Showing posts with label mushrooms. Show all posts
Showing posts with label mushrooms. Show all posts

9.05.2012

Chicken-of-the-trees



Above: Matt, victorious after having employed his rock climbing gear and a pole saw to safely scale an oak tree and retrieve the plump chicken-of-the-woods high on its trunk.

Below: Chicken, collected and piled after having plummeted and smashed on the boulders below.


8.21.2012

Earthy sustenance




Yesterday was what mushroom forager's dreams are made of. We found good quantities of old favorites, a special treat we've never tried, and a torrent - yes, a torrent - of precious black trumpets cascading down a creek bank and pooling up against rocks and tree trunks at the bottom.

Clockwise from just-past-noon, above: flame-colored chanterelle (not a true chanterelle, but choice nonetheless, and glowing like sunset in the right light), black trumpies (poor-man's truffles), candy caps (they smell strongly of brown sugar and burnt soy sauce), hedgehogs (surely destined for pizza this week), oysters, trumpies again, and fish milk-caps (Matt's all-time favorite mushroom, for the way it fries up crunchy and golden and elevates his daily omelet to the level of manna-from-heaven).

A day of fall weather in late summer, following our sightlines through the woods, ducking spiderwebs, under brush, back and forth across the creek... letting go of anxiety in order to appreciate pure magic. Getting wet, then watching the rain from the back porch, bundled in wool for the first time in months. Mushrooms for our bellies, and the free, wild sustenance of connecting with the forest, for our hearts.

9.17.2011

Hell yeah



Matt found a big old maitake (hen of the woods mushroom)! We made fritters last night, and he added a maitake-red-onion-and-sage focaccia to his Friday night bake.

8.25.2011

Good god am I grumpy

and I have been for days. Would you like to hear about the prick on a 4-wheeler whose head I nearly threw a rock at? Or how I wished the man driving the Halliburton truck that just about toppled me into the ditch would EAT A POISONOUS MUSHROOM AND DIE?

Probably not. Instead, here are three things that have managed to crack my crappy mood.

Oh hell, I can only come up with two.


9.05.2010

Four Hopes

one I've been checking milkweed plants for monarch butterfly caterpillars my whole life. In my (un)professional life, the caterpillar search is useful as a diversion from weeding, which becomes really freakin' tedious somewhere around August 1st.

But monarch caterpillars aren't as plentiful as they were in my childhood. I didn't find one for years. With a bumper crop of butterflies this year, though, I was hopeful... and hope paid off.


Check out this plump specimen! The best thing about it, besides being striped and wrinkly, is: Which end is up? I think it's the left end, but maybe it's the right end.

two So you get to hoping for a thing, like say a fairy ring, and there you are, speeding through the countryside on the way back from a hike. Your boyfriend is presenting the outlook on your combined finances for the next twelve months. Somewhere just past the good news that "we ought to scrape by, plus drink really good beer," he looks out the window and says all casual, "hey, there's a fairy ring of puffballs."

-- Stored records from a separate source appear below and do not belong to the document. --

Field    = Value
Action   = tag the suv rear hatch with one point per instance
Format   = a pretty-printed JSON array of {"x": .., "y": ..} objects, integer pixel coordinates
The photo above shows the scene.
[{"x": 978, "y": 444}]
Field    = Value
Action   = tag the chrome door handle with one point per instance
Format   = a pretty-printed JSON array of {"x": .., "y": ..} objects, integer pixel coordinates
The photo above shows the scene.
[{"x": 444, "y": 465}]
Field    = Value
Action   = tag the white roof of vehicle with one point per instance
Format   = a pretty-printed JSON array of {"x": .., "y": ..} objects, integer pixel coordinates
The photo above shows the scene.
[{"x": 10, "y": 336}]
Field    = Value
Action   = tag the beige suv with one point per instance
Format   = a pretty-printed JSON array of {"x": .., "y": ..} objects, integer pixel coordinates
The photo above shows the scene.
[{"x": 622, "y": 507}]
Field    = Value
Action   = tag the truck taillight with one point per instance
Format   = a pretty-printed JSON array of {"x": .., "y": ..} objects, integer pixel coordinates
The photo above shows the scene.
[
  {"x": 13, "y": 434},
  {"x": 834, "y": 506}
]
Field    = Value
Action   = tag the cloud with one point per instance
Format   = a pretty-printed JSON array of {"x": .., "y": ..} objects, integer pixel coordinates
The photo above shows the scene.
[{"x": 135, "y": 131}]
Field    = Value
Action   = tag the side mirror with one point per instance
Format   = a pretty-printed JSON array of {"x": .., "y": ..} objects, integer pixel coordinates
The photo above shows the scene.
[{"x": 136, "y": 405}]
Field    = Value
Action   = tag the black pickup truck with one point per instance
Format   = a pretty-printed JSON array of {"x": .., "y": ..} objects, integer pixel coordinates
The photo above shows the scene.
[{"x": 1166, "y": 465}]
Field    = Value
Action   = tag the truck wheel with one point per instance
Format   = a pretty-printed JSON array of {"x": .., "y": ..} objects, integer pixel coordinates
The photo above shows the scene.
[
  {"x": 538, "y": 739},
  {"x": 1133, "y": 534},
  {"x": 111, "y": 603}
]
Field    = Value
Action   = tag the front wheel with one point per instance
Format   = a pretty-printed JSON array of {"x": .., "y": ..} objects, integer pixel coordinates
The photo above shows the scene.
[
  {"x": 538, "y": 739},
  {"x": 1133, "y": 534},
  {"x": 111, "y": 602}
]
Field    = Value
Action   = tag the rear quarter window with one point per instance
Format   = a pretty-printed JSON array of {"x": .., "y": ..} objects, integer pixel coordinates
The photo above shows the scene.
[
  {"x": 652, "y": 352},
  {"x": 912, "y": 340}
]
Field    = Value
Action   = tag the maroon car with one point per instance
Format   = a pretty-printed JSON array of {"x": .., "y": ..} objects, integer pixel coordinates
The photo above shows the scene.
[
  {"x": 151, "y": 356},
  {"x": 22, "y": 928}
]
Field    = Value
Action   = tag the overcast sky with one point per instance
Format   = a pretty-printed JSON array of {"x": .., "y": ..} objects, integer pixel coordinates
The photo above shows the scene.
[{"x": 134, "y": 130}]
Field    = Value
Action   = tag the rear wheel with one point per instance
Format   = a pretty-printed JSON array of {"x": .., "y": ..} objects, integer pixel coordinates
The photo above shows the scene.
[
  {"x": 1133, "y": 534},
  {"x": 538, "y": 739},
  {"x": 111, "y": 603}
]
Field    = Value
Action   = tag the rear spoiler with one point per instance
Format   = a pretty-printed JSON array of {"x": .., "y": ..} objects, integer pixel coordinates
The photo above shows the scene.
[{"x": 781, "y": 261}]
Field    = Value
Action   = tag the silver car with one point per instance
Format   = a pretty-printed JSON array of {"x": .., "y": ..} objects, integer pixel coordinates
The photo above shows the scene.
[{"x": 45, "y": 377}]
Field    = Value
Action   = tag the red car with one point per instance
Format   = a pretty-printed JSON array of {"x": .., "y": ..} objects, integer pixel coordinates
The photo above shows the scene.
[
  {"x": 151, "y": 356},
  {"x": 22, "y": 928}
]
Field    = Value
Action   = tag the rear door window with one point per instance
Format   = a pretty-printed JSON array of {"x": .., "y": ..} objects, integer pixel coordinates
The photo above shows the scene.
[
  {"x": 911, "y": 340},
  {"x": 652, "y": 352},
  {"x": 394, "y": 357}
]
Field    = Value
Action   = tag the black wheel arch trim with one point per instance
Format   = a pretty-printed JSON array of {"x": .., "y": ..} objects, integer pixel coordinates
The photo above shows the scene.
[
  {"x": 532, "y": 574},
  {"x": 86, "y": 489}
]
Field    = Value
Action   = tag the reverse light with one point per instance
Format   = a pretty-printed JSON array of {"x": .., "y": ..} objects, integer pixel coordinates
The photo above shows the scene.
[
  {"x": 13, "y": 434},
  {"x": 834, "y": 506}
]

Well, I'll be. So there is.

One theory on what a fairy ring is this, from Mushrooms Demystified by David Arora: "When there is an even distribution of nutrients in the environment, the mycelium of a terrestrial fungus may grow outward at the same rate in all directions, periodically producing circles of mushrooms on its outer fringes."

Another theory is that fairies partied there, last night while you were sleeping.


three With such a good track record, I thought "hell, I'll hope for a garden spider," because I was afraid they'd gone extinct. And sure enough, my friends Rena and Mark of Prospect Street Gardens showed me one of their multiple greenhouse spiders, hanging out in the harvest.


four Summer doesn't afford me much time for reading, but some days I get in about five minutes of Found Magazine, a collection of sad-hysterical-dark-and-dirty found photos, letters, etcetera. I read one night that if you send Found any money you find, they'll use it to mail their magazines to prisoners, which I thought was pretty cool. So I hoped to find some money.

Two mornings later, what did I find on our dog walk? Six bucks! Usually it's Laika, the dog, who finds good things on the ground on our dog walk. She wasn't interested in the cash because it didn't have anything brown and maggoty smeared on it that she could scarf down in a millisecond. I stepped over it on the way out, figuring I'd give anyone lurking in the bushes a chance to reclaim the part of the drug deal that got dropped on the ground. But I picked it up on the way back.

8.09.2010

Kitchen Table Still Life

Clockwise from top left: seeds for fall crops, wood-fired clay head by talented sculptor Karen O'Connor, onions I accidentally weeded out, Matt's weird stagnant toad potion (I mean basil oil), and Matt's weird something-derma mushrooms.

Clay head by Karen O'Connor, now hung on the kitchen wall.